Woke Washing e Brand Activism: se la strada è troppo semplice, non è quella giusta

Le aziende scendono in campo per salvare il mondo, ma il Woke Washing è dietro l’angolo. Adeguare il profitto alla causa sociale è un’arma che può rivelarsi efficace, ma va usata con molta cautela

Agire o restare fermi, oppure restare a guardare ma con una certa eleganza? Il Woke Washing, in italiano tradotto come “lavarsi la coscienza”, è una pratica utilizzata dalle aziende per guadagnare rispetto (e quattrini) dai propri consumatori attraverso l’appropriazione di tematiche calde a livello sociale nelle proprie campagne di marketing. Ma si può cambiare il mondo – o contribuire in piccola parte al cambiamento – acquistando una lattina di gazzosa o un reggiseno?

Di certo, l’immobilità davanti a problematiche di ampio respiro è ben peggio che acquistare un prodotto sponsorizzato da un’azienda che lo vende anche per partecipare alla sensibilizzazione di una tematica sociale. Il problema è come, quando e perché l’azienda utilizza tali temi per vendere un prodotto. Assodato che il profitto è uno dei cardini sui quali si regge una campagna di marketing, compresi i suoi obiettivi e i suoi mezzi – il Woke Washing diventa tale quando l’utente – o chi per lui – percepisce una falsa corrispondenza tra l’azione e la predicazione dei buoni propositi.

Un esempio è il Click Activism, un fenomeno che si verifica quando le persone cliccando e confermando la propria adesione ad iniziative benefiche hanno la convinzione che il loro compito nel portare avanti un cambiamento in un determinato ambito sociale, politico o ambientale sia finito lì.

L’attivismo è una pratica antica e porta con sé un bagaglio ingombrante e difficile da sostenere per una campagna di marketing che non ne riesce a sostenere i dogmi neanche alla lontana. Succede quando la causa che si va a sposare è totalmente estranea alla storia della propria azienda, ai valori che l’hanno definita nel tempo e che, soprattutto, l’hanno resa appetibile e apprezzata dal pubblico. Altro errore è “abbindolare” il cliente con tematiche che stridono l’una con l’altra. E poi c’è l’errore più madornale, quello che, una volta smascherato, lacera per sempre i rapporti non solo con il cliente, ma anche con l’immagine comprensiva che l’azienda ha con il pubblico, con gli altri brand concorrenti e con le risorse umane che vi lavorano o vi lavoreranno. Si tratta dell’incongruenza tra politiche aziendali e cause sposate e diffuse attraverso la campagna di marketing.

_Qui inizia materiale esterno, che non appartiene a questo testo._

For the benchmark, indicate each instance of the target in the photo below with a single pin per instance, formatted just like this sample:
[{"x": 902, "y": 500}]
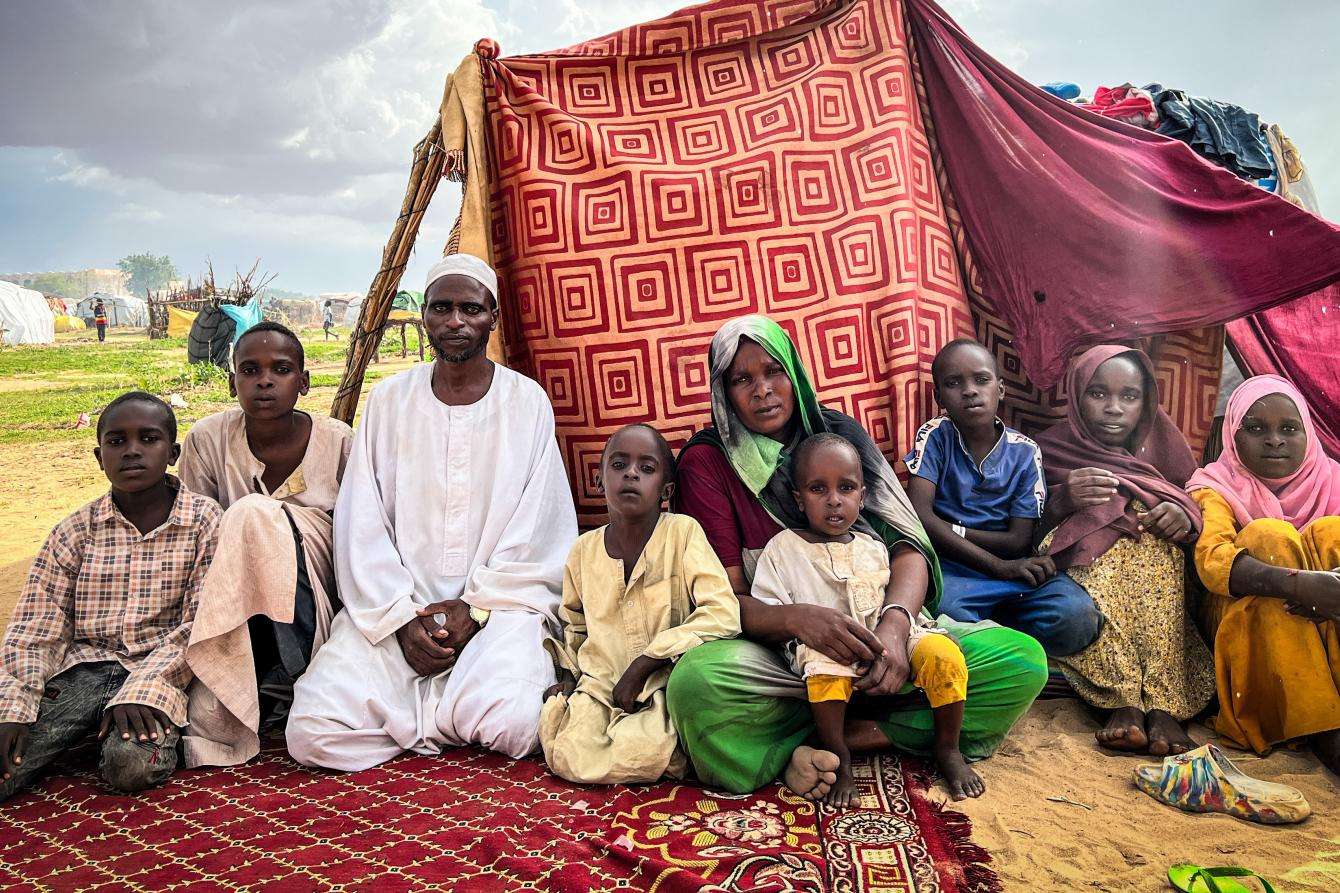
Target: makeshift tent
[
  {"x": 180, "y": 322},
  {"x": 24, "y": 315},
  {"x": 404, "y": 306},
  {"x": 860, "y": 172},
  {"x": 122, "y": 310}
]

La responsabilità del brand quando si tratta di perorare una causa

In questo ambito gioca un ruolo importante la Corporate Social Responsibility, che dovrebbe essere sempre un cardine attorno al quale ruota qualsiasi campagna di sensibilizzazione. Il rischio di forti dissonanze tra ideali, valori e prospettive della responsabilità Sociale d’Impresa e le tematiche che vengono veicolate attraverso le campagne di sensibilizzazione può comportare la discesa inesorabile verso il Woke Washing.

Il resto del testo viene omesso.